Women's suffrage in Canada occurred at different times in different jurisdictions to different demographics of women. Women's right to vote began in the three prairie provinces. In 1916, suffrage was earned by women in Manitoba, Saskatchewan, and Alberta. The federal government granted limited war-time suffrage to some women in 1917 and followed with full suffrage in 1918, at least, granting it on same basis as men, that is, certain races and status were excluded from voting in federal elections prior to 1960. 

By the close of 1922, all the Canadian provinces, except Quebec, had granted full suffrage to White and Black women, yet Asian and Indigenous women still could not vote. In Newfoundland, at that time a separate dominion, women earned suffrage in 1925 for women not Asian and not Indigenous. Women in Quebec, who were not Asian and not Indigenous, did not gain full suffrage until 1940.

Municipal suffrage was earned in 1884 to property-owning widows and spinsters in the provinces of Quebec and Ontario; in 1886, in the province of New Brunswick, to all property-owning women except those whose husbands were voters; in Nova Scotia, in 1886; and in Prince Edward Island, in 1888, to property-owning widows and spinsters. 

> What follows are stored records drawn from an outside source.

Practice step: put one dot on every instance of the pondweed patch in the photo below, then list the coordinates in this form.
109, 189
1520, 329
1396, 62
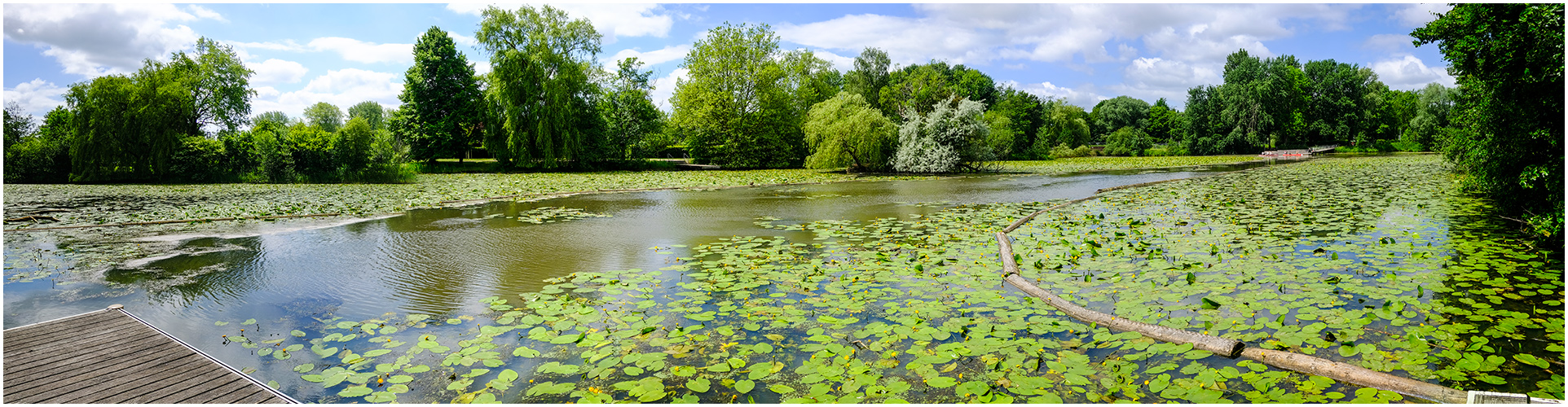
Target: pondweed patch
1366, 260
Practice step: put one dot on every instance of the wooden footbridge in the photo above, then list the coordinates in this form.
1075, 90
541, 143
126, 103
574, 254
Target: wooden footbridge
112, 356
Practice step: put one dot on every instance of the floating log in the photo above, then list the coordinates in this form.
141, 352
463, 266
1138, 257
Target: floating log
1220, 346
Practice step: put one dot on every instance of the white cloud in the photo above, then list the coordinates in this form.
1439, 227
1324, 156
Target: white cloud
654, 57
1410, 72
463, 40
1084, 96
1413, 16
1388, 42
1150, 79
907, 41
206, 13
364, 52
965, 33
342, 88
276, 71
1196, 44
37, 98
99, 40
610, 20
665, 88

Asian women (and men) were not granted suffrage until after World War II in 1948, Inuit women (and men) were not granted suffrage until 1950, and it was not until 1960 that suffrage (in Federal elections) was extended to First Nations women (and men) without requiring them to give up their treaty status. Incarcerated women (and men) serving sentences fewer than two years in length were granted suffrage in 1993, and incarcerated women (and men) serving longer sentences were given the vote in 2002.

Early History

The cause of women's suffrage began in 1876, when Dr. Emily Stowe came to Toronto to practice medicine. She was the first, and for many years the sole, woman physician in Canada. Stowe, vitally interested in all matters relating to women, at once came before the public as a lecturer upon topics then somewhat new, "Woman's Sphere" and "Women in the Professions," being her subjects. She lectured not only in Toronto, but, under the auspices of various Mechanics' Institutes, in Ottawa, Whitby, and Bradford. After attending a meeting of the American Society for the Advancement of Women, in Cleveland in 1877, and meeting many women of the United States, Stowe, on returning home, felt that the time had arrived for some similar union among Canadian women. Talking it over with her friend, Helen Archibald, they decided that it would not be politic to attempt at once a suffrage association but, in November 1877, organized what was known as "The Toronto Woman's Literary Club".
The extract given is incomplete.